¹Edward D. Young
The Astrophysical Journal 826, 129 Link to Article [http://dx.doi.org/10.3847/0004-637X/826/2/129]
¹Department of Earth, Planetary, and Space Sciences, University of California Los Angeles, 595 Charles E. Young Drive East, Geology Building, Los Angeles, CA 90095-1567, USA

The presence of excesses of short-lived radionuclides in the early solar system evidenced in meteorites has been taken as testament to close encounters with exotic nucleosynthetic sources, including supernovae or AGB stars. An analysis of the likelihoods associated with different sources of these extinct nuclides in the early solar system indicates that, rather than being exotic, their abundances were typical of star-forming regions like those observed today in the Galaxy. The radiochemistry of the early solar system is therefore unexceptional, being the consequence of extensive averaging of solids from molecular clouds.

^1,2G. C. Sloan et al. (>10)*
The Astrophysical Journal 826, 44 Link to Article [http://dx.doi.org/10.3847/0004-637X/826/1/44]
¹Cornell Center for Astrophysics & Planetary Science, Cornell Univ., Ithaca, NY 14853-6801, USA
²Department of Physics and Astronomy, University of North Carolina, Chapel Hill, NC 27599-3255, USA
*Find the extensive, full author and affiliation list on the publishers website

The Infrared Spectrograph on the Spitzer Space Telescope observed 184 carbon stars in the Magellanic Clouds. This sample reveals that the dust-production rate (DPR) from carbon stars generally increases with the pulsation period of the star. The composition of the dust grains follows two condensation sequences, with more SiC condensing before amorphous carbon in metal-rich stars, and the order reversed in metal-poor stars. MgS dust condenses in optically thicker dust shells, and its condensation is delayed in more metal-poor stars. Metal-poor carbon stars also tend to have stronger absorption from C2H2 at 7.5 μm. The relation between DPR and pulsation period shows significant apparent scatter, which results from the initial mass of the star, with more massive stars occupying a sequence parallel to lower-mass stars, but shifted to longer periods. Accounting for differences in the mass distribution between the carbon stars observed in the Small and Large Magellanic Clouds reveals a hint of a subtle decrease in the DPR at lower metallicities, but it is not statistically significant. The most deeply embedded carbon stars have lower variability amplitudes and show SiC in absorption. In some cases they have bluer colors at shorter wavelengths, suggesting that the central star is becoming visible. These deeply embedded stars may be evolving off of the asymptotic giant branch and/or they may have non-spherical dust geometries.

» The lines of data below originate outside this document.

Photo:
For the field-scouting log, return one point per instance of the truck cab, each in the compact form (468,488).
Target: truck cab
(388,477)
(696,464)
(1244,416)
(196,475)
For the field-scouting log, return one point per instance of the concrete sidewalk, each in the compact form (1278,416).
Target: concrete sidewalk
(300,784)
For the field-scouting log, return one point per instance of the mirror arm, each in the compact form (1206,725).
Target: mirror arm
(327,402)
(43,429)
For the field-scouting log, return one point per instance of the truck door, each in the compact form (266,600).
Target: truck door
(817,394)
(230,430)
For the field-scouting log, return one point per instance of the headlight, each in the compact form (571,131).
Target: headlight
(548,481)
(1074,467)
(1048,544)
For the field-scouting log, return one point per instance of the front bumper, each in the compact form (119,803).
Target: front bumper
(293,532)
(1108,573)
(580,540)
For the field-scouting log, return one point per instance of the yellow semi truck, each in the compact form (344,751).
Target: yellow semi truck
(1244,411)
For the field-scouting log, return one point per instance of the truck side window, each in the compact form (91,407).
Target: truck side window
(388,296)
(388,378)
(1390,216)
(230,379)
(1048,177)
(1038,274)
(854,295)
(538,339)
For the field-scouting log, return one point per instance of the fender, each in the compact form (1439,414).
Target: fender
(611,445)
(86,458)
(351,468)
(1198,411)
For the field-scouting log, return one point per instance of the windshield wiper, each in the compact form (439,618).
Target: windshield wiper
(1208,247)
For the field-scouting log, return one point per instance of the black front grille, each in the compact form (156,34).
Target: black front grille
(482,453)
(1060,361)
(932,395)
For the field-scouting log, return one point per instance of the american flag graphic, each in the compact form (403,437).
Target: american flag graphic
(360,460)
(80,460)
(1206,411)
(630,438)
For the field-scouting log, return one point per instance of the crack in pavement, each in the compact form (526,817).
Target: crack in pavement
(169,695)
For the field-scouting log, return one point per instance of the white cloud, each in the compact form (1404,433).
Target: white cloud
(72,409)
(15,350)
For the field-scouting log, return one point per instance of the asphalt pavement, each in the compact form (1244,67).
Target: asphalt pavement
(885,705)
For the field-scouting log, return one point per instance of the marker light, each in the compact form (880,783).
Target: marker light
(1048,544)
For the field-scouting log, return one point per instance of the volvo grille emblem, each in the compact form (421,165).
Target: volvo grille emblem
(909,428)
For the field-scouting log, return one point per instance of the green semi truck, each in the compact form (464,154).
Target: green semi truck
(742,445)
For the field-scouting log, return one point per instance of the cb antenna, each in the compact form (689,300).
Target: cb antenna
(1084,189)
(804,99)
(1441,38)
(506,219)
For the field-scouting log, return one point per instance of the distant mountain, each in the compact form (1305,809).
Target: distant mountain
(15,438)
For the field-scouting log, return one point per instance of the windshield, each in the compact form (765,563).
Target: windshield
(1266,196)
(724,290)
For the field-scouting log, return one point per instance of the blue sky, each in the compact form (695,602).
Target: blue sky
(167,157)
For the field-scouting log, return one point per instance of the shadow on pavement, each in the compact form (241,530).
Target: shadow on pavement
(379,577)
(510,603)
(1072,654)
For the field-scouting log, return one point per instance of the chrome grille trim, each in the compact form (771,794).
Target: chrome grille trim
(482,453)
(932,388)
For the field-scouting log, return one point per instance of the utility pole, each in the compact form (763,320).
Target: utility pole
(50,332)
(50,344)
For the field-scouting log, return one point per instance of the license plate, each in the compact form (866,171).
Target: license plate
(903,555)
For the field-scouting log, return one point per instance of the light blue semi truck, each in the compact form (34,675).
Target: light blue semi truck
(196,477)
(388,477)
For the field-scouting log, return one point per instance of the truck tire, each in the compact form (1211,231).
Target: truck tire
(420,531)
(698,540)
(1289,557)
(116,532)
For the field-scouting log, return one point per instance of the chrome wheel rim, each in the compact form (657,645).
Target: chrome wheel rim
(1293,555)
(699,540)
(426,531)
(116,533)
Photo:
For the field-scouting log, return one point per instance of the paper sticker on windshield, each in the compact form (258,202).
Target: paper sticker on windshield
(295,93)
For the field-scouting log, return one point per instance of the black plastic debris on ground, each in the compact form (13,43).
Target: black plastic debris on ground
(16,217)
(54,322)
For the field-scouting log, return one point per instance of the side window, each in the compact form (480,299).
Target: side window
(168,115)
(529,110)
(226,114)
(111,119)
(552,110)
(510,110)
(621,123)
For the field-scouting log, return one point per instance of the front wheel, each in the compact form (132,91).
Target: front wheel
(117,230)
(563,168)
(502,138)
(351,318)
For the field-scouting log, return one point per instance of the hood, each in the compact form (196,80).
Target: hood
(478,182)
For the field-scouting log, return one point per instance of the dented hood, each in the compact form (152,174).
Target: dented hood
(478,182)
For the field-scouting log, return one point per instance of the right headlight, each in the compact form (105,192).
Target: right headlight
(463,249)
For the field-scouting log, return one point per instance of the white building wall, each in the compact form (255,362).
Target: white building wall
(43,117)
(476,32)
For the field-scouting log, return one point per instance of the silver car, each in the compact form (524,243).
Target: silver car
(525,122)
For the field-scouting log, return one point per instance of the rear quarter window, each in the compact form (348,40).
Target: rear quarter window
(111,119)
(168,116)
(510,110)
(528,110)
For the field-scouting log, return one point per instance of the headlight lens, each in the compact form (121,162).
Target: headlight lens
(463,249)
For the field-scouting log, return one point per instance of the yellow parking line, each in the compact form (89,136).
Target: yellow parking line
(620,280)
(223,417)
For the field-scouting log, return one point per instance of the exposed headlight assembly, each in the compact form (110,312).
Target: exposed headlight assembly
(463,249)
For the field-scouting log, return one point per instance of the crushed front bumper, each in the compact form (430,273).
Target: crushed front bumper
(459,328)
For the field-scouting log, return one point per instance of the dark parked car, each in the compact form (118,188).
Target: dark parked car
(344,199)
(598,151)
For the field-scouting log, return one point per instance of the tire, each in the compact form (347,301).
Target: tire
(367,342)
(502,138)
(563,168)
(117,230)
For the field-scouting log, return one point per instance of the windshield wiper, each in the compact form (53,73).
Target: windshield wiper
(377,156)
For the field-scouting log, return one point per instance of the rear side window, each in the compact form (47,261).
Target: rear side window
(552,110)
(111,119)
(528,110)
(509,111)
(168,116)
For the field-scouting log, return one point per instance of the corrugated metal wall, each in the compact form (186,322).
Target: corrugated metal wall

¹Michael Kuffmeier, ¹Troels Frostholm Mogensen, ¹Troels Haugbølle, ²Martin Bizzarro, ¹Åke Nordlund
The Astrophysical Journal 826, 22 Link to Article [http://dx.doi.org/10.3847/0004-637X/826/1/22]
¹Centre for Star and Planet Formation, Niels Bohr Institute and Natural History Museum of Denmark, University of Copenhagen, Øster Voldgade 5-7, DK-1350 Copenhagen K, Denmark
²Centre for Star and Planet Formation and Natural History Museum of Denmark, University of Copenhagen, Øster Voldgade 5-7, DK-1350 Copenhagen, Denmark

The short-lived 26Al and 60Fe radionuclides are synthesized and expelled into the interstellar medium by core-collapse supernova events. The solar system’s first solids, calcium–aluminum refractory inclusions (CAIs), contain evidence for the former presence of the 26 Al nuclide defining the canonical 26Al/27 Al ratio of $\sim 5\times {10}^{-5}$. A different class of objects temporally related to canonical CAIs are CAIs with fractionation and unidentified nuclear effects (FUN CAIs), which record a low initial 26Al/27Al of 10−6. The contrasting level of 26Al between these objects is often interpreted as reflecting the admixing of the 26Al nuclides during the early formative phase of the Sun. We use giant molecular cloud scale adaptive mesh-refinement numerical simulations to trace the abundance of 26Al and 60Fe in star-forming gas during the early stages of accretion of individual low-mass protostars. We find that the 26Al/27Al and 60Fe/56Fe ratios of accreting gas within a vicinity of 1000 au of the stars follow the predicted decay curves of the initial abundances at the time of star formation without evidence of spatial or temporal heterogeneities for the first 100 kyr of star formation. Therefore, the observed differences in 26Al/27Al ratios between FUN and canonical CAIs are likely not caused by admixing of supernova material during the early evolution of the proto-Sun. Selective thermal processing of dust grains is a more viable scenario to account for the heterogeneity in 26Al/27Al ratios at the time of solar system formation.